When Katie Couric joined Yahoo in 2014, the former “Today Show” and “CBS Evening News” anchor was one of several media celebrities hired to bring renewed attention to the company, including tech reviewer David Pogue and political columnist Matt Bai. But in practice, the tech giant didn’t know how to market its stars.
“I would say to the Yahoo folks, ‘Could we please do a newsletter? I’ll push out everyone’s content,’” Couric recalled on the latest episode of Recode Decode, hosted by Kara Swisher, a special crossover episode with Couric’s own podcast. “They hired some big names, and yet they were in the witness protection program.”
During her tenure at Yahoo, Couric sought to do high-quality journalism rather than the lower-rent stories Yahoo was best known for at the time, which she likened to “the boy who lived on ramen noodles for 13 years.” She said then-CEO Marissa Mayer was open to those aspirations, but didn’t follow through.

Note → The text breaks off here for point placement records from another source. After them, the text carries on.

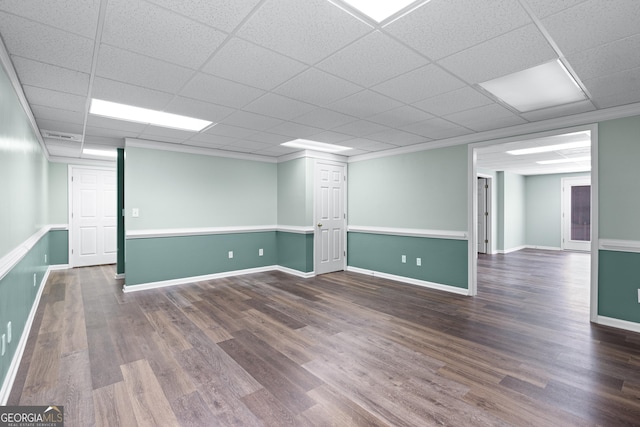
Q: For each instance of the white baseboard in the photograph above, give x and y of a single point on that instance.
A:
(184, 280)
(5, 391)
(617, 323)
(409, 280)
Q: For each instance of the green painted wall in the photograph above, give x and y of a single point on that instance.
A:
(295, 251)
(619, 205)
(443, 261)
(23, 173)
(424, 190)
(58, 187)
(293, 193)
(179, 190)
(543, 206)
(167, 258)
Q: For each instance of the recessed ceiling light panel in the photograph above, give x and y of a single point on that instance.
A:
(379, 10)
(315, 145)
(543, 86)
(130, 113)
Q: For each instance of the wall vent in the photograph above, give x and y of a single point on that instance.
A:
(61, 136)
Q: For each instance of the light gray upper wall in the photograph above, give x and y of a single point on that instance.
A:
(292, 193)
(23, 173)
(58, 193)
(180, 190)
(543, 204)
(619, 178)
(423, 190)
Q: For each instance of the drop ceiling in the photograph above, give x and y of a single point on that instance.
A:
(270, 71)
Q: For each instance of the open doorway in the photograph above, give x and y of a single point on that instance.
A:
(528, 174)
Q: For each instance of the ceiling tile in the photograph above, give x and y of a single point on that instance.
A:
(443, 27)
(317, 87)
(307, 31)
(360, 128)
(606, 59)
(274, 105)
(54, 99)
(364, 104)
(397, 137)
(35, 41)
(324, 118)
(230, 131)
(295, 130)
(544, 8)
(220, 91)
(150, 30)
(400, 116)
(593, 23)
(123, 93)
(506, 53)
(252, 65)
(436, 129)
(135, 69)
(198, 109)
(372, 59)
(249, 120)
(625, 81)
(419, 84)
(56, 114)
(59, 126)
(222, 14)
(61, 14)
(51, 77)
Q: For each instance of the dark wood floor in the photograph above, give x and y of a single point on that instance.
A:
(341, 349)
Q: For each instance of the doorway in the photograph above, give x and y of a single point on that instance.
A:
(92, 216)
(330, 216)
(576, 214)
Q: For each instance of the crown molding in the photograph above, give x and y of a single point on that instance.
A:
(581, 119)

“I don’t think she ever understood the commitment that would take,” Couric said. “And I think she had a lot of other things on her plate, in fairness. I wouldn’t say it was an unhappy marriage, but it certainly was not fulfilling for me. I had all this great content, I was getting big interviews, and it was sort of like a tree falling in the forest.”
“They didn’t put it on the front page or they didn’t know how to — even now, they don’t have very good distribution,” she added. “They didn’t really know how to market things properly. They didn’t know how to take quality and make it scalable.”
On the new podcast, Couric also talked about the broader problem of tech companies that either don’t understand or don’t believe in journalistic values, which has limited the potential for powerful storytelling on the web.
“These tech companies are not media companies,” she said. “They do not care about stories, about content, about true connection. I think they care about widgets and gadgets and delivery systems, but they aren’t super-interested in the vegetable soup that’s running through the pipes.”
“I think the secret sauce is people who are technologically savvy, but also respect and care about storytelling,” Couric added. “The company that combines those two things is gonna win the day. I haven’t really found it yet.”
She ultimately left Yahoo after it was merged into Verizon-owned AOL to form Oath. On the way out, she said she told Oath CEO Tim Armstrong that the company should be called “Rize,” as both an optimistic brand and a play on the word “Verizon” — but the new name was already locked in.
“I think they paid a lot of money to come up with Oath,” Couric said. “Whatever.”